The key clinical features of cancer cachexia are poor nutritional status, systemic inflammation, and reduced muscle mass. Clinical measures of these features, that is, serum albumin, neutrophil-to-lymphocyte ratio (NLR), C-reactive protein (CRP), and skeletal muscle index (SMI), are independently associated with poor outcome.13–16

Since cachexia has a complex pathophysiology and affects various organ systems, we wanted to develop a composite index that gives a better estimate of ongoing cachexia as opposed to using a single measure, like weight loss or BMI alone. In the present study, we have incorporated clinical measures of key clinical features of cachexia into a combined index called the cachexia index (CXI) and correlated it with the outcome in patients with advanced NSCLC.

Materials and Methods

Patients. All patients diagnosed with stage IV NSCLC at Louisiana State University Health Science Center between January 1, 2000, and June 30, 2011, were reviewed for this study. Patients were excluded if they had prior history of NSCLC presenting with relapse, prior history of another cancer in the preceding 5 years, and those with incomplete medical information or follow-up.

Following data points were recorded from patient charts: height, weight, absolute neutrophil count, absolute lymphocyte count, and serum albumin either from the date of diagnosis or from the date closest to the diagnosis (within 2 weeks of diagnosis).

Date of progression and radiological response were recorded from charts as judged by the treating physician at that time. We recorded date of death from medical records or obtained it from tumor registry.

We defined progression-free survival (PFS) as the time period from the date of diagnosis to radiological progression, deterioration in PS making patient ineligible for further treatment, or death of the patient. Overall survival (OS) was defined as the time period from date of diagnosis to the date of death (or date of last contact if exact date of death was not available).
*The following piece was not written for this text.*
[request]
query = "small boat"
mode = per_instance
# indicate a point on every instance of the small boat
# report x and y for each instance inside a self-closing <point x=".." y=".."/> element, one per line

Skeletal muscle index. Abdominal computed tomography scan done within 1 month of diagnosis was reviewed to determine the skeletal muscle area (SMA) using MIPAV version 7.0 (Medical Image Processing, Analysis, and Visualization; National Institutes of Health) software at the lumbar spine (L3) level using axial images as described in the literature.15

Abdominal and paraspinal muscles were identified by using boundaries in Hounsfield units set to −29 to +150 and bordered.16,17 SMA was determined by two investigators who were blinded to the patient outcome. Interobserver variation was not calculated. SMI was calculated as SMA/height (m2).